Tobacco: record tax revenue of 15.6 billion in Italy. EU rules seek a new balance

In 2025, total revenue from excise duties, VAT and consumption taxes in our country exceeded that of 2019 by 1.7 billion. Meanwhile, discussions are still ongoing regarding the update to EU taxation

by Dario Aquaro and Giorgio Emanuele Degani

 Imagoeconomica

4' min read

Translated by AI
Versione italiana

4' min read

Translated by AI
Versione italiana

On tobacco taxation, the EU has yet to reach a clear conclusion. The European framework is still seeking a new balance, with the revision of the directives, whilst in Italia many decisions have been brought forward; tax revenue from cigarettes and other products – including excise duties, VAT and consumption taxes – reached a record high last year of 15.6 billion (compared with 13.9 in 2019), and the 2026 Budget Law has restructured the tax schedule, with increases spread over a three-year period.

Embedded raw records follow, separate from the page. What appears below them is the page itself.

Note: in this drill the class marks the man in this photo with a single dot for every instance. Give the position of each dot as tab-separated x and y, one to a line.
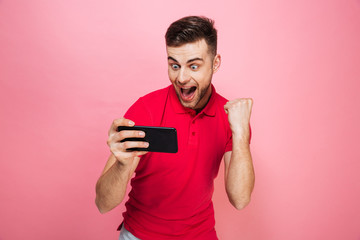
171	193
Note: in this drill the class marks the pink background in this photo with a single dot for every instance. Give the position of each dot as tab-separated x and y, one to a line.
68	68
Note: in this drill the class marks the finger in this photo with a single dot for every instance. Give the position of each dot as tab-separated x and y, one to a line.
139	153
120	122
133	144
119	136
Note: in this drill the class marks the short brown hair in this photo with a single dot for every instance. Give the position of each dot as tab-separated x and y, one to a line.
191	29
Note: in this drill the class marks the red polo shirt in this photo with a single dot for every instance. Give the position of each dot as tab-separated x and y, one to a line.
171	193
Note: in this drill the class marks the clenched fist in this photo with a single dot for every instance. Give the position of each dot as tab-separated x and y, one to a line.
239	112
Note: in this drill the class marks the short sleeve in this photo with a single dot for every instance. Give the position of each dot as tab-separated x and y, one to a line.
139	114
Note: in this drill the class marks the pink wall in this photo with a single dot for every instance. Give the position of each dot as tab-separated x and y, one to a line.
68	68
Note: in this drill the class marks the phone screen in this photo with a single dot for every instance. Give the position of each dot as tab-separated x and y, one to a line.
160	139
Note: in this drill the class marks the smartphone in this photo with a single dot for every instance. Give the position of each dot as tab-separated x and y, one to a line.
160	139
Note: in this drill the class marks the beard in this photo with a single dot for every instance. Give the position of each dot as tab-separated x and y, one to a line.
199	101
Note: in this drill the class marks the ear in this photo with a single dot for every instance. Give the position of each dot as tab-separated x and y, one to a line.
216	63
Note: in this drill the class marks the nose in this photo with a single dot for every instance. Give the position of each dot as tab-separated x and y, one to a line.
183	77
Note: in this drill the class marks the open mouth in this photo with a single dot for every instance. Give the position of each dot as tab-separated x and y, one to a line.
187	93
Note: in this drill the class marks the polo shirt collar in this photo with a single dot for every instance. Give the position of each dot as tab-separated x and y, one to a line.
209	109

There are two areas of reform currently underway at European level. The recast of the Tobacco Products Directive (Tobacco Products Directive 2014/40/EU), which regulates product characteristics, labelling, ingredients, health warnings, cross-border distance sales and product traceability. And the update to the TED (Tobacco Excise/Taxation Directive 2011/64/EU), which sets out the structure and minimum rates of excise duty on manufactured tobacco, and is supplemented by Directive 2020/262/EU on the general excise duty regime (movement, tax warehouses, cross-border purchases by private individuals).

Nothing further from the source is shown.